So, frankly, why not treat these people the same we treated like these other folk-- a trial and then appropriate punishment proven in the court of law. If an immigrant is violating the terms of their visa, the US gov't can prove it in their own courts and then deport them appropriately.

Those situations aren't comparable. While I oppose bigoted behavior by US citizens, for better or worse they have an absolute and inviolable right to remain in this country. Aliens generally have no such right. Entering and remaining in the country is a privilege. I oppose arbitrary arrests and deportations conducted without due process, but in principle there's nothing wrong with holding aliens to a different standard than citizens.

From a political standpoint, why should US citizens pay taxes to educate people who are apparently hostile to our fundamental values?

  • > why should US citizens pay taxes to educate people who are apparently hostile to our fundamental values?

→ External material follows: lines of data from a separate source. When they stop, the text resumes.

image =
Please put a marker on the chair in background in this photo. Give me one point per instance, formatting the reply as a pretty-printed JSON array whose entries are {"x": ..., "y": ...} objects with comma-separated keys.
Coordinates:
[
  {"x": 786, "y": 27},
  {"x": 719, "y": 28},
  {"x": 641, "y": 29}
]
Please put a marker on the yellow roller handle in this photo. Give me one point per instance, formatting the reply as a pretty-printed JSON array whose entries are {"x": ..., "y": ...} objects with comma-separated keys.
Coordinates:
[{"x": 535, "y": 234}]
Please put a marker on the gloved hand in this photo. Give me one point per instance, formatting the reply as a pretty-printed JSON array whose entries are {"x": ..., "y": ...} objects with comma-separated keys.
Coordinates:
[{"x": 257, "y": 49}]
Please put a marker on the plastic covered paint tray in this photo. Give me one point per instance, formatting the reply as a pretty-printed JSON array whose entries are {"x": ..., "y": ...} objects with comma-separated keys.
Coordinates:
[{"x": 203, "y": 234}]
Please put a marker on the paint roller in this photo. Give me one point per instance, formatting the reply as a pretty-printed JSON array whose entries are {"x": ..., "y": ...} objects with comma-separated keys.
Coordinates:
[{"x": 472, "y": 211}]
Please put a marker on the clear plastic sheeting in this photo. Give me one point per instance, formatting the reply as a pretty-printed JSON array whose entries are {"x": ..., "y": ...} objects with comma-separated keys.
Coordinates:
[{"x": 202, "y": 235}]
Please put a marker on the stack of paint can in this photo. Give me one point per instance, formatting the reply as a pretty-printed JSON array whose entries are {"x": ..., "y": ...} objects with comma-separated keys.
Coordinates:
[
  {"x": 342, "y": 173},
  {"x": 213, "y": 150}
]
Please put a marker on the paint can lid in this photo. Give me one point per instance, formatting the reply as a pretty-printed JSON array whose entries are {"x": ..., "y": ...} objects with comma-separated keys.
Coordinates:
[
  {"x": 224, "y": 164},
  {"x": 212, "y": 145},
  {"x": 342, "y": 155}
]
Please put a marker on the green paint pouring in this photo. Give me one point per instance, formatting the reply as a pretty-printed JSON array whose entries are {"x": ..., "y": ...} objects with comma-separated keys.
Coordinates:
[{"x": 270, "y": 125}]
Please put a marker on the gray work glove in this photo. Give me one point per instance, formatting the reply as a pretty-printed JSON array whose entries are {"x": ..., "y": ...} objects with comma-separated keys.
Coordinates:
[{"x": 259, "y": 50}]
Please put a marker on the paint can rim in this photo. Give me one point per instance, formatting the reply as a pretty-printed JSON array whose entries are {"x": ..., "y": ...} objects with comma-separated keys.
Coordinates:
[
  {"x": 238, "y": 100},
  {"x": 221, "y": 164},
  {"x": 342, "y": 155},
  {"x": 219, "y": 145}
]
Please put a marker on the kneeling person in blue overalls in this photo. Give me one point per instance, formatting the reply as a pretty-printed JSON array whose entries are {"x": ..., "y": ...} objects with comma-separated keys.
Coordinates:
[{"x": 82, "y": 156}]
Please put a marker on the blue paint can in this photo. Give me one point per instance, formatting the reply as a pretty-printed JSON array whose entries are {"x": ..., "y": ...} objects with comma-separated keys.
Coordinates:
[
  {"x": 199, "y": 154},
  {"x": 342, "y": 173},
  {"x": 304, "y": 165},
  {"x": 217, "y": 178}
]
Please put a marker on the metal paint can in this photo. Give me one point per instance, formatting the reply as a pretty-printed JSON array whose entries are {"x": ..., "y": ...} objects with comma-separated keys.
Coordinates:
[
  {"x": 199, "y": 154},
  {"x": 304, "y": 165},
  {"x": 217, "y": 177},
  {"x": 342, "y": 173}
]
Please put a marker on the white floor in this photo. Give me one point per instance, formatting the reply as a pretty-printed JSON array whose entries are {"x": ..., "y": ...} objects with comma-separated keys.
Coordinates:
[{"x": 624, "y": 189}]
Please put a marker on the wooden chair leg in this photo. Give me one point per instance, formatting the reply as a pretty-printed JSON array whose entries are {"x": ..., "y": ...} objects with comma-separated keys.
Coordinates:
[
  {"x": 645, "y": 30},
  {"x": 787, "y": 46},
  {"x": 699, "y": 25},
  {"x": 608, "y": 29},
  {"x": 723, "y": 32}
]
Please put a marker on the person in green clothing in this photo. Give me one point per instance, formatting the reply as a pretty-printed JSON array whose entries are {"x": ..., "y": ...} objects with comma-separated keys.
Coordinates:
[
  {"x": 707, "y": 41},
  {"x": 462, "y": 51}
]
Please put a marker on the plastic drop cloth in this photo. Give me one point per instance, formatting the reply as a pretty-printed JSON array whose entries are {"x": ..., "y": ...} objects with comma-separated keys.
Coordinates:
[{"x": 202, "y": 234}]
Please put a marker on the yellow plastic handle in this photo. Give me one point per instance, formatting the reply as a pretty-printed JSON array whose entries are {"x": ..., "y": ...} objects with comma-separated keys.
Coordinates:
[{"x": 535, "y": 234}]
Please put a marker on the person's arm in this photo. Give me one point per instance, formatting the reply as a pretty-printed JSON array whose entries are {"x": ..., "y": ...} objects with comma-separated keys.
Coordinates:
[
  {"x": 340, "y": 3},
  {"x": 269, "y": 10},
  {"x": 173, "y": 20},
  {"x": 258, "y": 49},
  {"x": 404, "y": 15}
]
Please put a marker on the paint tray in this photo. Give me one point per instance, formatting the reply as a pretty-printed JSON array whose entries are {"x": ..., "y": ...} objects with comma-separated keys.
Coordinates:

    Because that's where Americans come from - the educated and acculturated sons and daughters of immigrants who came bearing all manner of prejudice.

    • > Because that's where Americans come from - the educated and acculturated sons and daughters of immigrants who came bearing all manner of prejudice.

      This is a phenomenal example of a non-sequitur argument.

  • Are “freedom of speech” and “due process” not American fundamental values? It seems to me that the people hostile to fundamental values are the masked ICE officers kidnapping random, harmless people from the street and moving them to a different state before the judge had the chance to order them to not do that.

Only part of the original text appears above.